Tokyo police conducted nationwide raids on an insurer serving pro-Pyongyang Korean residents of Japan Sunday on suspicion that it concealed assets to foil debt collection by the state-backed Resolution and Collection Corp., investigative sources said.

Affiliated with the General Association of Korean Residents in Japan, a pro-Pyongyang group known as Chongryon, Tokyo-based Kongo Hoken is suspected of withdrawing deposits from its bank accounts around the end of 2016 to prevent their confiscation by the collection agency, the sources said.

The RCC has been trying to collect loans it bought from 16 failed pro-Pyongyang credit unions, including ¥1 billion ($8.9 million) extended to Kongo Hoken from the now-defunct Chogin Tokyo credit union.

Established in April 1977, Kongo Hoken has about 30 branches across the nation and employs more than 100 people, according to publicly available legal documents and sources familiar with the insurer.

In the late 1990s, many pro-Pyongyang credit unions went bankrupt and RCC agreed to shoulder their nonperforming loans.

The RCC filed a lawsuit against Chongryon in November 2005, seeking the return of ¥62.7 billion ($557 million) in nonperforming loans the RCC had taken over from the failed credit unions after finding that the recipients of that money had handed it over to Chongryon.

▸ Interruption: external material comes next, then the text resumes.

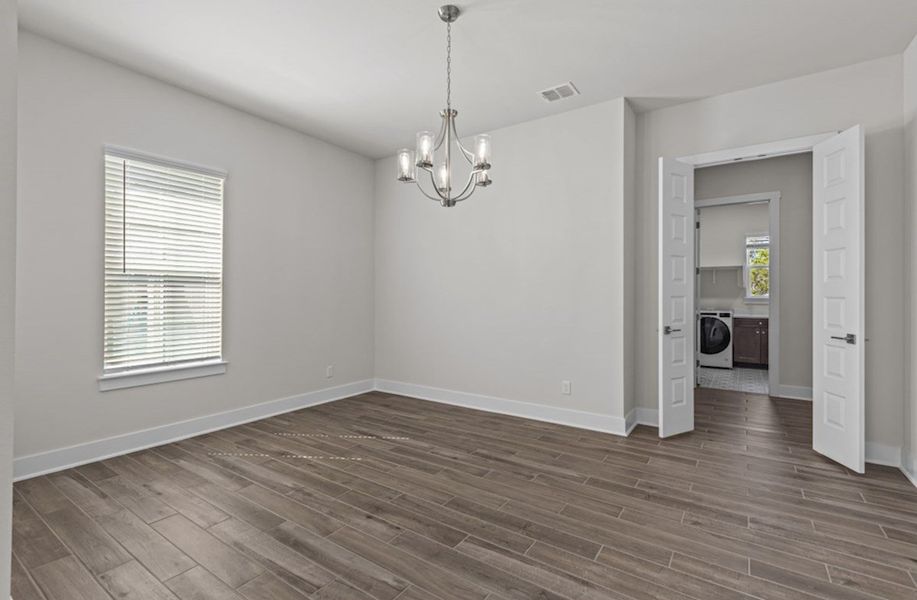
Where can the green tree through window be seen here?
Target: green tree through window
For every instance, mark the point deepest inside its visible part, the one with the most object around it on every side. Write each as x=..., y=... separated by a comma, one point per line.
x=757, y=267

In June 2007, the Tokyo District Court ordered Chongryon to repay the ¥62.7 billion as demanded to the RCC. However in June this year, the RCC filed a fresh suit against Chongryon after it failed to repay ¥57 billion of the sum.

In the suit aimed at evading the 10-year statute of limitation on the loans, the RCC demanded that Chongryon pay ¥91 billion, including interest, a request that was wholly accepted by the district court in August.

If this ruling is finalized, the statute of limitations will be extended by another 10 years.